The brain in the frontal node may shrink in alcoholics as a whole and independent sections may be affected. Repeated experience of withdrawal from alcohol (most alcoholic patients have multiple episodes of binge drinking followed by abstinence) is also associated with impaired thinking function
The Wernicke-Korsakoff syndrome and hepatic brain disease, both commonly seen in alcoholics, also cause thinking dysfunction As more alcohol consumed and more damage is sustained the larger the free, non-usable spaces of the brain became.
Alcoholics have a reduced brain weight compared to controls and there is a correlation between the degree of brain wasting and the rate and amount of alcohol consumed over a lifetime. Three genes that are vital to encoding proteins are decreased in the frontal area of alcoholics brains. The identification of these gene changes suggests that some of the diseased changes in the brain in alcoholics could be reversible.
There does not appear to be any link between alcohol-related brain damage and Alzheimer’s disease although there is some work that suggests a relationship between alcohol and ageing. Nerve-fibre shrinkage has been documented in alcoholics.
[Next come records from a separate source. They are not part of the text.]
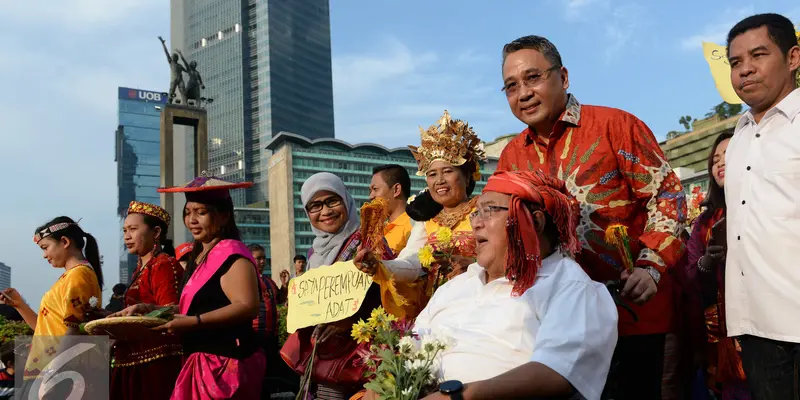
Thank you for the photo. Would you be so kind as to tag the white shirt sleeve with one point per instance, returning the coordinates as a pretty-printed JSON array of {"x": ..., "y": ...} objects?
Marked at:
[
  {"x": 406, "y": 267},
  {"x": 577, "y": 334}
]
An important point to note is that this shrinkage has also been shown to be reversible in an experimental model following a prolonged period of abstinence.
Shrinkage of the cerebellum (part of the brain) is commonly associated with alcoholism – 26.8% of alcoholics with Wernicke-Korsakoff syndrome had cerebellum shrinkage. Pathological studies have shown that there is a loss of cells in other parts of the brain (reduced on average by 43%), which relates to clinical inability to completely co-ordinate muscles. There was a 36% loss of cells in the side lobes of the cerebellum that is associayed with ‘mental signs’. This is of particular interest given the recent data suggesting that the cerebellum is important in the organization of higher intellectual thinking. Korsakoff patients have a severe memory-loss syndrome with or without the classical signs of Wernicke’s encephalopathy (confusion, uncoordinated muscles and eye muscle paralysis / involuntary eye movements). New criteria for the diagnosis of Wernicke’s encephalopathy have been formulated that are more useful. Two of the following should be present: dietary deficiency, eye muscle abnormalities, cerebellar dysfunction and either an altered mental state or mild memory impairment. C Harper. The neurotoxicity of alcohol. Human & Experimental Toxicology (2007) 26, 251_257.